GIUSEPPE CASTINO insieme alla consorte Margherita Cleretti, discendente di una celebre famiglia di pasticceri, acquista nel 1925 l’antica confetteria Fabbre nata nel 1845 sotto la parte più antica dei portici di Piazza Duomo, a Pinerolo. 

In un clima internazionale, tra giovani ed eleganti ufficiali e nobili famiglie che popolano Pinerolo, la Città della cavalleria, Castino, cresciuto alla scuola di Stratta, Moriondo e Baratti, gode di un’ampia fama che va ben al di là di Pinerolo. In molti lo conoscono come il “Michelangelo del cioccolato”. Abile nella decorazione e innovativo nel preparare una vastissima gamma di leccornie dolci e salate. 

Verso gli anni ’30 Castino dà vita a una sua creazione che è diventata insieme al panettone il dolce simbolo di Pinerolo: la Torta Zurigo-Castino.

Alterne vicende portano questa storia di successo ad interrompersi e arriviamo al 24 dicembre 2014, quando la famiglia Cosso Eynard, originaria di Pinerolo, riapre l’Antica Pasticceria Castino facendo ripartire l’attività.

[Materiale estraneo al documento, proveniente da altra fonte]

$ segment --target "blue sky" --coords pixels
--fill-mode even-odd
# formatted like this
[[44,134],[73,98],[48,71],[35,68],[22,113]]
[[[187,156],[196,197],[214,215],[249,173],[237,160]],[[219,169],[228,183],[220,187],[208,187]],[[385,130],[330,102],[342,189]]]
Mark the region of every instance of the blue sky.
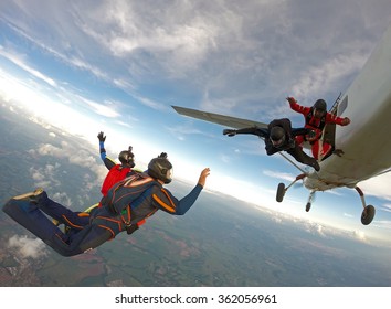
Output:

Il marchio viene riproposto su gentile concessione di Gemma Castino, figlia del Pasticcere fondatore dello storico locale. Gli spazi sono totalmente restaurati lasciandosi guidare dal disegno ottocentesco nella scelta dello stile e dei materiali: boiserie in legno, poltroncine di velluto ed eleganti vetrine ricreano un’atmosfera d’altri tempi.

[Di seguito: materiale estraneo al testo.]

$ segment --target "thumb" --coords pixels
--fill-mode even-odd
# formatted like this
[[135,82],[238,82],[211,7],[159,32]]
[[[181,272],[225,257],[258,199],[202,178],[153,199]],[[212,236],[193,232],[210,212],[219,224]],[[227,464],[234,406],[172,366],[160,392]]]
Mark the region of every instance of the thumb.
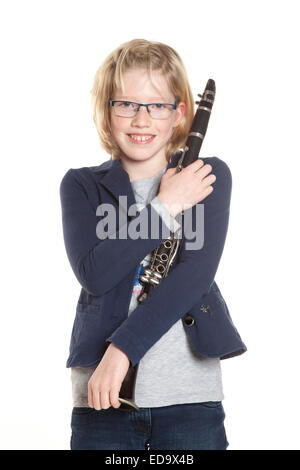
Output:
[[165,174],[167,174],[168,176],[173,176],[175,172],[176,172],[176,166],[174,168],[168,168]]

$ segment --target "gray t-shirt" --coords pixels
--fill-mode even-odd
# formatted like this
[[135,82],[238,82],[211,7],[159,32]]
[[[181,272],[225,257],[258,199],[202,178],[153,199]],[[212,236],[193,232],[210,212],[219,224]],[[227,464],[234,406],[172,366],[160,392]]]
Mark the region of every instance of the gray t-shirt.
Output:
[[[166,168],[151,178],[131,182],[136,205],[141,211],[149,202],[176,236],[181,236],[180,215],[172,217],[167,207],[156,197]],[[141,262],[148,266],[149,253]],[[128,315],[138,306],[141,292],[135,280]],[[87,383],[98,364],[72,367],[73,406],[88,406]],[[183,403],[221,401],[224,399],[219,358],[201,356],[178,320],[141,358],[137,370],[134,401],[139,407],[159,407]]]

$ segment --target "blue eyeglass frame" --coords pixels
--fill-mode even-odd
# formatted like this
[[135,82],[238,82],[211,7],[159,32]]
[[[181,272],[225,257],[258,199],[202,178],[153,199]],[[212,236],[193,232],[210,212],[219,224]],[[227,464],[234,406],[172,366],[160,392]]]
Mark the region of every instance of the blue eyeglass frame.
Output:
[[112,100],[111,98],[109,99],[109,106],[114,106],[115,103],[133,103],[133,104],[137,104],[138,109],[136,111],[136,114],[139,112],[141,106],[146,106],[147,111],[150,114],[148,106],[150,106],[151,104],[167,104],[168,106],[172,106],[173,110],[176,109],[177,106],[178,106],[177,101],[176,101],[175,104],[171,104],[171,103],[147,103],[147,104],[145,104],[145,103],[136,103],[135,101],[128,101],[128,100]]

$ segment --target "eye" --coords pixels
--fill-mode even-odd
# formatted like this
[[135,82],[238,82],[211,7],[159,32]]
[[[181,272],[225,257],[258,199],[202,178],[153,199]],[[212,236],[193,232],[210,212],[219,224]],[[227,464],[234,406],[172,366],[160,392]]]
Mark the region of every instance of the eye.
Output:
[[151,108],[153,109],[164,109],[165,105],[163,103],[153,103],[151,104]]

Maria Luisa Cosso Eynard e la figlia Paola ampliano la propria attività imprenditoriale dopo aver già dato vita nel 2008 alla Fondazione Cosso con sede al Castello di Miradolo, a San Secondo di Pinerolo. 

La contessa Sofia Cacherano di Bricherasio, ultima discendente della famiglia e proprietaria della storica dimora fino al 1950, anno della sua scomparsa, era solita frequentare la Pasticceria per acquistare i dolci della Festa.

Nulla accade per caso, tutto è collegato.